Current reading: a very nice book of other kinds of British institutions consigned to the dustbin of history: ES Turner's An ABC of Nostalgia.
This compendium of bizarre and largely forgotten fixtures of the late 19th and early 20th centuries includes examples that show nothing much has changed. It tells, for instance, of John Bull magazine, run by the deeply crooked Horatio Bottomley, which ran a word competition called "Bullets" where strangely no-one ever won the top prize: a reminder that Lottery fraud and other competition scams are nothing new.
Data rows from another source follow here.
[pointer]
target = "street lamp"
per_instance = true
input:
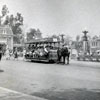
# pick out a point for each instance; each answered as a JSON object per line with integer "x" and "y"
{"x": 85, "y": 41}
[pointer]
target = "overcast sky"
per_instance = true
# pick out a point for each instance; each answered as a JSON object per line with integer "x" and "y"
{"x": 69, "y": 17}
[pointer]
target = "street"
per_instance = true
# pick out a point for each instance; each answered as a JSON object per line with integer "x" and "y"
{"x": 77, "y": 81}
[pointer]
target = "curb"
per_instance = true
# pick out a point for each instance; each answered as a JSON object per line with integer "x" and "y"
{"x": 7, "y": 94}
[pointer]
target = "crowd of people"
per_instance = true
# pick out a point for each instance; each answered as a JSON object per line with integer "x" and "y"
{"x": 63, "y": 54}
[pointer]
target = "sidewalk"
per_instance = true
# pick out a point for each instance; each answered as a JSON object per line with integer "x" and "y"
{"x": 6, "y": 94}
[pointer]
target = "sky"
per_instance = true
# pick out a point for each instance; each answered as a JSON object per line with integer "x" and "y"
{"x": 69, "y": 17}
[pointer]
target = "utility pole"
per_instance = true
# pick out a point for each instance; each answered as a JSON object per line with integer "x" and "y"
{"x": 62, "y": 38}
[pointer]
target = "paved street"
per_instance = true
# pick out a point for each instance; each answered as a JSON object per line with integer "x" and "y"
{"x": 78, "y": 81}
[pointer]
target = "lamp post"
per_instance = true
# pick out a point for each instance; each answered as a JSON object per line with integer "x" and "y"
{"x": 62, "y": 38}
{"x": 85, "y": 41}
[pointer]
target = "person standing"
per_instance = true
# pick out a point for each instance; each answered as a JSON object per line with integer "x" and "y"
{"x": 65, "y": 53}
{"x": 24, "y": 52}
{"x": 7, "y": 54}
{"x": 59, "y": 55}
{"x": 0, "y": 53}
{"x": 15, "y": 54}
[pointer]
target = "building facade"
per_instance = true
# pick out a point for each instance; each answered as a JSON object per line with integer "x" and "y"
{"x": 6, "y": 36}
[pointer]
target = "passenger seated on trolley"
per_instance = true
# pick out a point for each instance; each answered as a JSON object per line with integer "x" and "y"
{"x": 46, "y": 52}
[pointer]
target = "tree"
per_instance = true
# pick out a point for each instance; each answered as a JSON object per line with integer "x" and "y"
{"x": 14, "y": 22}
{"x": 33, "y": 34}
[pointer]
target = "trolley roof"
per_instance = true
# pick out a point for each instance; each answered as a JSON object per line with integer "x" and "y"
{"x": 43, "y": 40}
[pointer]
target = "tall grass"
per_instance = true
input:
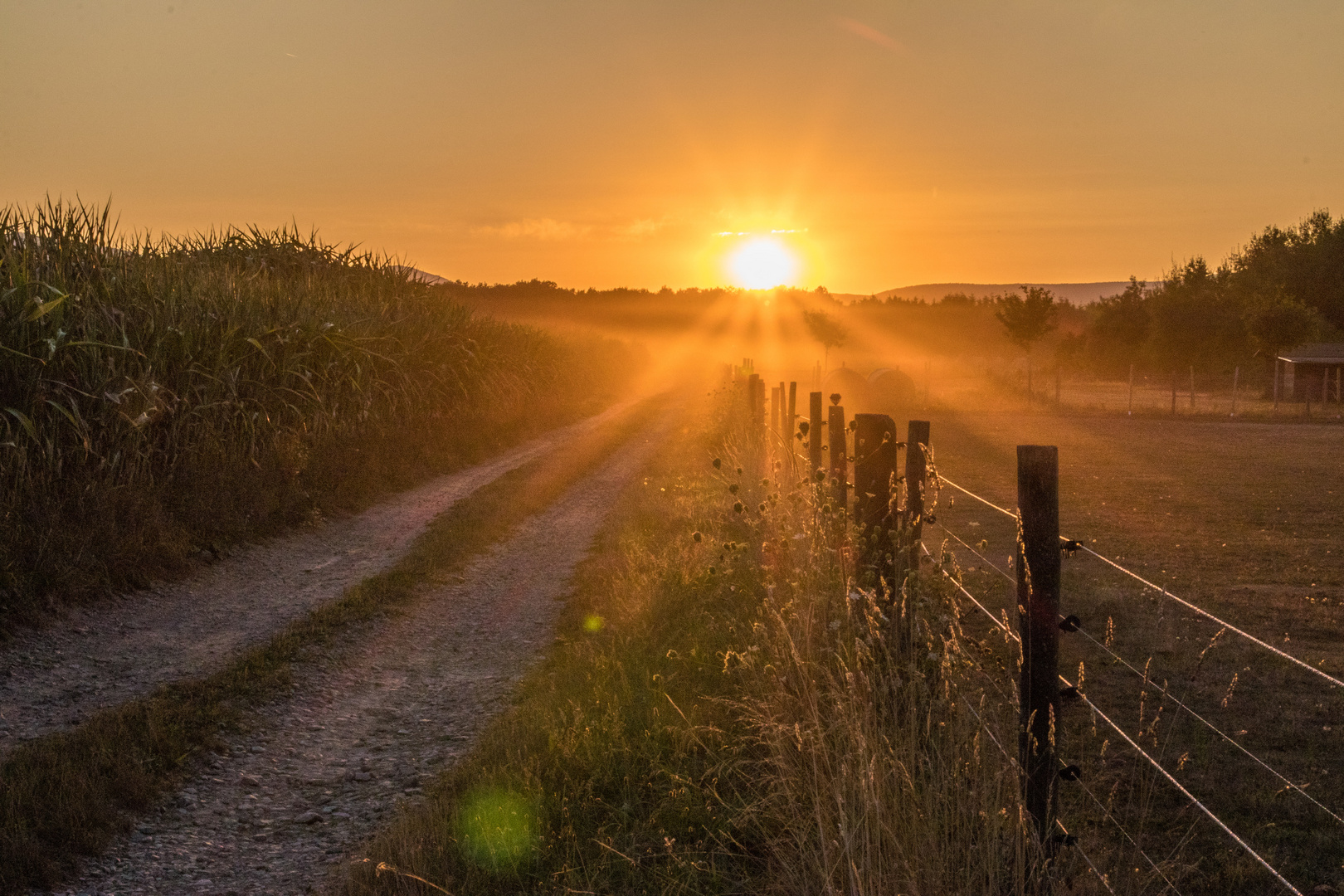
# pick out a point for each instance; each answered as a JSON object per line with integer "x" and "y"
{"x": 726, "y": 712}
{"x": 163, "y": 397}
There was the Children's Newspaper run by the gung-ho and evangelising Arthur Mee. It mentions Crystal Sets (a doomed technology decades ago, but even more so now we're shifting to FM and digital radio, which crystal receivers won't pick up); the Jellygraph (aka hectograph), a still-usable technology for homebrew, maybe samizdat, printing; Lobby Lud (fictionalised as Kolley Kibber in Greene's Brighton Rock , and reinvented as the Daily Mirror's Chalky White); and the scary cautionary stories of Struwwelpeter, online at Project Gutenberg.
My favourite of the bunch is probably the Froth Blowers (AOFB), a charitable drinking organisation founded in 1924 by a grateful patient of the surgeon Sir Alfred Downing Fripp. This is the kind of uncontroversial topic where Wikipedia excels: its article Ancient Order of Froth Blowers is very good, even mentioning the Turner book, with links through to a couple of enthusiast sites, The Friends of the Froth Blowers and the Pub History Society's page. It may well have not been a terrifically healthy pursuit, but it must have a significant source of bonhomie in a period still reeling from World War 1.